Finlandiya’da derslerin işlenme sistemi biraz farklılık gösterir. Mesela bir dönem fizik alırsanız, diğer dönem kimya görürsünüz. Bir dönem biyoloji alırsanız, diğer dönem coğrafya alırsınız. Böylelikle öğrenciler bir anda çok fazla ders almamış olurlar. Onlara çok fazla yüklenmeden, konuyu sevdirerek öğretmeye çalışılır. Ödevler de çok zorlayıcı olmaz.
Bir diğer ilginç bilgi de öğretmenlere sadece ismiyle seslenmenizin garipsenmemesidir ve birçok öğrenci de böyle yapar. “Öğretmenim” diyen de vardır, “Arja” diyen de.
Teknolojinin ağırlığı da eğitimde hissedilir. İlkokulda dahi çocuklar bazı zamanlarda dizüstü veya tablet ile ödevlerini yaparlar. Ortaokula geçildiğinde dersler daha yoğun şekilde bilgisayarla ilerler. Çoğu okulda her öğrencinin şahsına ait bir bilgisayarı olur ve gerektiğinde evine de götürebilir.

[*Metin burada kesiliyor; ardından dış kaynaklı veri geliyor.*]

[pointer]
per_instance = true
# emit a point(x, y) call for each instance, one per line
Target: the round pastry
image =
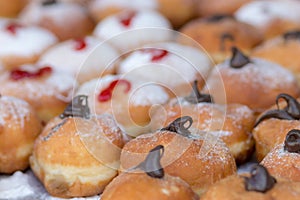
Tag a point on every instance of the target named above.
point(198, 160)
point(215, 7)
point(171, 65)
point(83, 60)
point(127, 99)
point(132, 29)
point(272, 17)
point(272, 126)
point(65, 20)
point(232, 123)
point(77, 154)
point(11, 8)
point(23, 44)
point(45, 89)
point(284, 159)
point(218, 33)
point(258, 185)
point(282, 50)
point(19, 127)
point(148, 181)
point(250, 81)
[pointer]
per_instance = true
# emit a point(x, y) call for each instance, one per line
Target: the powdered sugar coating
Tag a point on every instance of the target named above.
point(28, 40)
point(145, 27)
point(261, 13)
point(87, 63)
point(182, 64)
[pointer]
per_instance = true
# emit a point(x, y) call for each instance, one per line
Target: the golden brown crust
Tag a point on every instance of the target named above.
point(19, 127)
point(141, 186)
point(189, 159)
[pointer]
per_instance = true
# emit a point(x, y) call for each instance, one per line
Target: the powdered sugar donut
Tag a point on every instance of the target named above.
point(127, 99)
point(172, 65)
point(132, 29)
point(47, 90)
point(65, 20)
point(272, 17)
point(19, 127)
point(81, 58)
point(23, 44)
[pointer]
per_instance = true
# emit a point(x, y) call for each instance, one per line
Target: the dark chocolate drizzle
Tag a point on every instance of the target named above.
point(292, 35)
point(290, 112)
point(178, 126)
point(77, 108)
point(217, 18)
point(197, 97)
point(151, 165)
point(260, 180)
point(292, 141)
point(238, 59)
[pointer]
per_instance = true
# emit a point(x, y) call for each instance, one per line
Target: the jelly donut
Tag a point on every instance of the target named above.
point(148, 181)
point(77, 154)
point(132, 29)
point(198, 160)
point(126, 98)
point(283, 160)
point(259, 81)
point(218, 33)
point(19, 127)
point(45, 89)
point(65, 19)
point(272, 126)
point(23, 44)
point(259, 184)
point(83, 60)
point(232, 123)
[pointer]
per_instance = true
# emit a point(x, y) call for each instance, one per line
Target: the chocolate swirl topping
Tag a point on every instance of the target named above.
point(290, 112)
point(260, 180)
point(48, 2)
point(178, 126)
point(292, 141)
point(151, 165)
point(292, 35)
point(197, 97)
point(238, 59)
point(77, 108)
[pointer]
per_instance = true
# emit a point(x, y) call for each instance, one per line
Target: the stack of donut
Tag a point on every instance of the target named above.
point(156, 99)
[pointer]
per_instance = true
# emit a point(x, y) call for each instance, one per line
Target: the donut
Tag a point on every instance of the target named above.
point(271, 17)
point(84, 62)
point(272, 126)
point(200, 160)
point(250, 81)
point(19, 127)
point(283, 160)
point(23, 44)
point(282, 50)
point(259, 184)
point(65, 19)
point(218, 33)
point(171, 65)
point(132, 29)
point(126, 98)
point(148, 181)
point(46, 90)
point(232, 123)
point(11, 8)
point(77, 153)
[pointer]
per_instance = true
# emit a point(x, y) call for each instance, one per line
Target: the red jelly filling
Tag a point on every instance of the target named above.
point(106, 94)
point(18, 74)
point(157, 54)
point(126, 19)
point(80, 44)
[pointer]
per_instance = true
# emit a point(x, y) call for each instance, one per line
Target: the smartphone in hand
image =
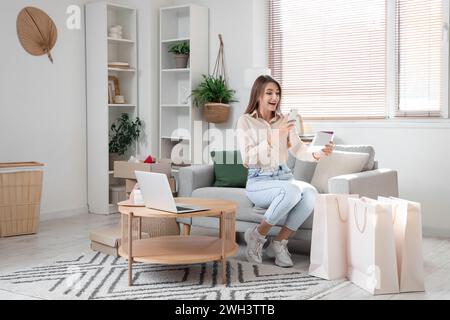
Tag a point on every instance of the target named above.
point(293, 115)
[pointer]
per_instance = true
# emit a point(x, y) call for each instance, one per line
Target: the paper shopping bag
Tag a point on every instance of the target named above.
point(372, 263)
point(407, 222)
point(328, 258)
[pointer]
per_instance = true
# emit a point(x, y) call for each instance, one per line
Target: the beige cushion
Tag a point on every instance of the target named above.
point(338, 163)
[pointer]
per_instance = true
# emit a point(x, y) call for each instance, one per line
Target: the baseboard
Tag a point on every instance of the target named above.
point(436, 232)
point(63, 214)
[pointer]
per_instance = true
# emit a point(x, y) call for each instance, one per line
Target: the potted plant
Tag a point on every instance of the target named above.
point(215, 97)
point(181, 51)
point(124, 132)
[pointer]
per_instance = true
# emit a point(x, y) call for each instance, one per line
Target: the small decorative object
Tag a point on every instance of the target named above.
point(183, 92)
point(36, 31)
point(213, 92)
point(113, 89)
point(181, 51)
point(119, 99)
point(150, 159)
point(116, 32)
point(124, 132)
point(119, 65)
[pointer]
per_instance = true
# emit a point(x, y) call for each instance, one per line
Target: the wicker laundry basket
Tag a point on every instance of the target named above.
point(20, 197)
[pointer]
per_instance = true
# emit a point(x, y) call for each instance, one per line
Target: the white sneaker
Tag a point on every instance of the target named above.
point(255, 242)
point(279, 251)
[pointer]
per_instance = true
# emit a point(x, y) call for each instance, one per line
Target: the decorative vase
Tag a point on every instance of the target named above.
point(216, 112)
point(181, 61)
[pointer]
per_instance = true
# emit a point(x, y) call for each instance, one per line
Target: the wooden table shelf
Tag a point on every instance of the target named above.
point(178, 249)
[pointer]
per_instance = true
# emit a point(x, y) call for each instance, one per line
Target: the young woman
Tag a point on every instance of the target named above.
point(265, 137)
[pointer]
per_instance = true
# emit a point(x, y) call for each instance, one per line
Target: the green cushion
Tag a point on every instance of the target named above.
point(228, 169)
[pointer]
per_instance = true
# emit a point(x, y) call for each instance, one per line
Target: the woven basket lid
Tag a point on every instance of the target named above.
point(36, 31)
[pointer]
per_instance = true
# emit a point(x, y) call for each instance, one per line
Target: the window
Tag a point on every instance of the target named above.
point(332, 57)
point(419, 57)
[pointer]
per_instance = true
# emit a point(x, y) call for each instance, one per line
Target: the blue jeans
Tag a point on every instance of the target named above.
point(289, 202)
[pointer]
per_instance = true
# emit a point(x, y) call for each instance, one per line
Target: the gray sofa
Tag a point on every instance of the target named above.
point(198, 180)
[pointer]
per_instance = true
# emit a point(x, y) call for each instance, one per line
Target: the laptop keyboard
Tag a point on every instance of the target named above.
point(183, 208)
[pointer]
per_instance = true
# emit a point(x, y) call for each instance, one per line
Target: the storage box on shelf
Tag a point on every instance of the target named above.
point(179, 120)
point(111, 59)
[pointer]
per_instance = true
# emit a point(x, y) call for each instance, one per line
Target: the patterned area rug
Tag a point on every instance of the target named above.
point(99, 276)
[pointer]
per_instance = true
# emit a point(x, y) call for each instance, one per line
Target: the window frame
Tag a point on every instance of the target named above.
point(392, 106)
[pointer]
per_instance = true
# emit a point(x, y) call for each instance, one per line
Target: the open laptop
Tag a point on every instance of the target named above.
point(156, 193)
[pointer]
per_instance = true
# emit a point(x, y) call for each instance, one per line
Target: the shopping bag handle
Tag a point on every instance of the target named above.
point(365, 219)
point(339, 211)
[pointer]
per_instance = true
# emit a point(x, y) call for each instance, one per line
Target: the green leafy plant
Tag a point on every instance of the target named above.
point(181, 48)
point(124, 132)
point(213, 90)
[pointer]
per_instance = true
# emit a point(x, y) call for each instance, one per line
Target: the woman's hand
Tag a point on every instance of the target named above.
point(285, 126)
point(328, 150)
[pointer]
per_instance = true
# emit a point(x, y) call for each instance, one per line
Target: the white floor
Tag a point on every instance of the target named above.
point(71, 235)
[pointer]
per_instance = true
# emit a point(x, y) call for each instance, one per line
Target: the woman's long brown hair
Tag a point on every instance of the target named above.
point(258, 90)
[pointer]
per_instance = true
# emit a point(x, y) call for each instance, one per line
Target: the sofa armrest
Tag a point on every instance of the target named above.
point(193, 177)
point(373, 183)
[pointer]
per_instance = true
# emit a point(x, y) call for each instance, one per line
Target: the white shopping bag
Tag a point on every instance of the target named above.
point(328, 259)
point(407, 222)
point(372, 263)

Okullarda hedeflenen şey öğrencileri evlerinde gibi hissettirmektir. Bu yüzden ilkokullarda ve çoğu ortaokulda çorap ile veya öğrencilerin rahat bulduğu terlik gibi şeyler ile gezilir. Aynı şekilde okullarda rahat koltuklar, dinlenme ve oyun alanları mevcuttur. Okulların bahçeleri de genellikle tellerle veya duvarlarla çevrili olmaz, çünkü çocuğun orayı evi gibi görmesi ve severek gelmesi arzu edilir.
Çocukları hata yapmaktan korkmayacak bir şekilde, özgür ve açık düşünceli olarak yetiştirmeyi hedeflerler.
Muhterem Fethullah Gülen Hocaefendi’nin dikkat çektiği gibi, ilimden önce aşk gelir.[4] Onların öncelikleri de okulu, dersleri ve öğrenmeyi sevdirmektir. Efendimizin (sallallâhu aleyhi ve sellem) de Sünnet’ine uygun bir tarzda, şefkatle, sevgiyle ve hoşgörüyle eğitim verilir. Aslında Kâinatın Efendisi gibi yaşasak, O’nun Sünnet-i Seniyyesini hayatımıza geçirsek kim bilir daha ne kadar gelişecek, ne kadar iyileşeceğiz.
[1] “Fin Eğitim Sistem”, www.infofinland.fi/tr/education/the-finnish-education-system#heading-a5cbbae0-dd08-4540-a248-a6920cdae6dc
[2] duunitori.fi/ammattiopas/opetusala/koulunkaynninohjaaja
[3] www.iltalehti.fi/uutiset/a/2016080822036514
[4] M. Fethullah Gülen, “Ruhumuzun Heykelini İkame Ederken”, Yeni Ümit, Ocak-Mart 1994, Cilt 3, Sayı 23.